Anaconda and Jupyter Cheatsheet

Posted on Mon 26 August 2019 in docs

A bit annoyed at finding myself having to re-learn a good workflow for setting up dev environments for Jupyter projects, I thought I'd try to list my workflow as is and update as I improve so I can refer back after a hiatus.

Which Conda? Or no Conda at all?

Honestly, I fell into using Anaconda via a group project I joined a while back. I've used it sporadically since for stuff I want to do in Jupyter Notebooks. I've never really looked at alternatives (eg Miniconda, or using pip based solutions).

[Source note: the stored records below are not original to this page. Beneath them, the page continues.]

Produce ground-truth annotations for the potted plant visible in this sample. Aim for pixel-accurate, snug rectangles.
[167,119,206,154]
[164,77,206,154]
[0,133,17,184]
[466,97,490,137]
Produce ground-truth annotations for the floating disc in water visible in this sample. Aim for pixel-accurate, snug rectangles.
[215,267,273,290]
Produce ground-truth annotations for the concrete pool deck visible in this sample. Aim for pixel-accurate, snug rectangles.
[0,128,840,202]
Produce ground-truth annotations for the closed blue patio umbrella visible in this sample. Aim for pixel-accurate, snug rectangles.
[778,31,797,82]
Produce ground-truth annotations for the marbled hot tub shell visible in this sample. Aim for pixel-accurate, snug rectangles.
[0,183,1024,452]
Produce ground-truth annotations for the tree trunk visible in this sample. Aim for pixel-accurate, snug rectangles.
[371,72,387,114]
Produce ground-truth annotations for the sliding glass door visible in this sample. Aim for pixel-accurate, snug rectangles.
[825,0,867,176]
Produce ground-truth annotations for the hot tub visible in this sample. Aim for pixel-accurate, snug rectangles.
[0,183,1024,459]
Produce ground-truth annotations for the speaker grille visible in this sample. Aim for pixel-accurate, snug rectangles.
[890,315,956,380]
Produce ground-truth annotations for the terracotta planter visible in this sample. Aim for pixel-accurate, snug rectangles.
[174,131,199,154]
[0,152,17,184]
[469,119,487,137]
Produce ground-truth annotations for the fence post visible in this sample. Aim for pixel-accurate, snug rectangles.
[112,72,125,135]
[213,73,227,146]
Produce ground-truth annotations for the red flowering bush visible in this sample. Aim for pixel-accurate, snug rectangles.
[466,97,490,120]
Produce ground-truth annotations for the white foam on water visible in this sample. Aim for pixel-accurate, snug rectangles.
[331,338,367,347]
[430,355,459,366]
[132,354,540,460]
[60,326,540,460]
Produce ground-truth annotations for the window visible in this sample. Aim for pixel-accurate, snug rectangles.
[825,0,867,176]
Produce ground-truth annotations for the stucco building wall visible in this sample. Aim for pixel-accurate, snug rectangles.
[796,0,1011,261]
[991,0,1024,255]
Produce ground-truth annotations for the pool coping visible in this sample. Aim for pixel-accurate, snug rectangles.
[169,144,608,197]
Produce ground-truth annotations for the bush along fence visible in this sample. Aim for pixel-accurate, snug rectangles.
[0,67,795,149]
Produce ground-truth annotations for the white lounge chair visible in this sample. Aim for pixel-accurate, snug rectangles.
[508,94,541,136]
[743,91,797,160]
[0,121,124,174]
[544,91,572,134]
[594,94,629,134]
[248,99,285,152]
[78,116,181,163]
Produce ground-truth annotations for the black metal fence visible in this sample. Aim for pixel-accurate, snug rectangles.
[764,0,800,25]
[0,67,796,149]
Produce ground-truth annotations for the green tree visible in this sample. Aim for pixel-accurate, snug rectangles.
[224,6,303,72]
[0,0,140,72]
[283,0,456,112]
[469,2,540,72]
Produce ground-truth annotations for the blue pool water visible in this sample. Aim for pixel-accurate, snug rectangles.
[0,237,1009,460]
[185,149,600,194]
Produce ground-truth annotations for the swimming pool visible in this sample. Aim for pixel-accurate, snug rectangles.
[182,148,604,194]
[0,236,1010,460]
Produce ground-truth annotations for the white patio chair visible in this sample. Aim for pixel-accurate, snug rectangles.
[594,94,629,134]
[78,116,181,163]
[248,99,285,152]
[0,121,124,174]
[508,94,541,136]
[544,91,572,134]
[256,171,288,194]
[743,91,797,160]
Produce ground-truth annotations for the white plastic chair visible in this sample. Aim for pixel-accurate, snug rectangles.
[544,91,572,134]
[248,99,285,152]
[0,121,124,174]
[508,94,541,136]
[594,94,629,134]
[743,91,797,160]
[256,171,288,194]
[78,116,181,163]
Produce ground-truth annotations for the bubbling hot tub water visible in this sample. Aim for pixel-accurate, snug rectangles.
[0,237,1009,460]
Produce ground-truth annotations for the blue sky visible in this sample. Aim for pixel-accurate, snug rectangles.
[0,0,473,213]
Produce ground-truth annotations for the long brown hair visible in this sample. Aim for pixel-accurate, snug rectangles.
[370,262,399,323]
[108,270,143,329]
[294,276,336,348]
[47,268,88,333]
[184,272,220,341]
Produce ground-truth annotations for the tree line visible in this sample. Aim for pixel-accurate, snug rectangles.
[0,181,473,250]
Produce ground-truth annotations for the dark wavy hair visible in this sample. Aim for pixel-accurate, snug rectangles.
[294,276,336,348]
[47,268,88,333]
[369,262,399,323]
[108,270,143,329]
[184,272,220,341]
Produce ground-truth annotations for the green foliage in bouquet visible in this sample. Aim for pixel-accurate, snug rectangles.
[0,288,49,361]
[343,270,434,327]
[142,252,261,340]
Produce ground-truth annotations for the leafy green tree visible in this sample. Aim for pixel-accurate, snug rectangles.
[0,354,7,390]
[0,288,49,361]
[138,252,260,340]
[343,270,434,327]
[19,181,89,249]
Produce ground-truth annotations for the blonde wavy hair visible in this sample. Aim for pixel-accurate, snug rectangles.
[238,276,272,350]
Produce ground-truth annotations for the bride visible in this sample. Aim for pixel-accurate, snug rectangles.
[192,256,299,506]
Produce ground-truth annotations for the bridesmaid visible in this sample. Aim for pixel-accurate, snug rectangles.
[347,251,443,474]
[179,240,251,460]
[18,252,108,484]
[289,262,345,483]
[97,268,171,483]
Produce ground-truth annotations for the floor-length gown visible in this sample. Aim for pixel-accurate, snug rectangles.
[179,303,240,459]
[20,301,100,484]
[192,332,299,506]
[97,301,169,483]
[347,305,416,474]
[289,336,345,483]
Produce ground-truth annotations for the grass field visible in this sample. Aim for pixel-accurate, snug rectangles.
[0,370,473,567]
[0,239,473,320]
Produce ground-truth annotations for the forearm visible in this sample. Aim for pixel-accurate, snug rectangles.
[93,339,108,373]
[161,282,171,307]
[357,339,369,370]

For now, it's been nice to have a GUI, particularly on Windows, but on Linux I prefer to do stuff from the command line. That said, it's mostly meant I haven't had to think too much about it which has helped me get up and running. There is a good write up of what Conda is and isn't here

Installing Anaconda

Just pull the latest installer from their website. Download the appropriate bundle for your OS and architecture and follow the installation instructions. I am exclusively using the 3.7 distribution and don't have any legacy code I depend on for my projects.

Eg using Linux, wherever you've downloaded the installer(obviously full filename to match whatever you've downloaded):

$ source ./Anaconda3-2019.07-Linux-x86_64.sh

I generally install it in the default location, i.e. an anaconda directory in ~/

Managing Environments

You can use the GUI (ie anaconda-navigator) but can do most things from the command line. I find the gui a bit clunky to be honest but it's nice to be able to fall back on it.

List environments

This will give you a list of environments this conda knows about.

$ conda env list
# conda environments:
#
base                  *  /home/alex/anaconda3
[...]
$

Create

You probably want to create a new environment for a new project and install any relevant libraries within it.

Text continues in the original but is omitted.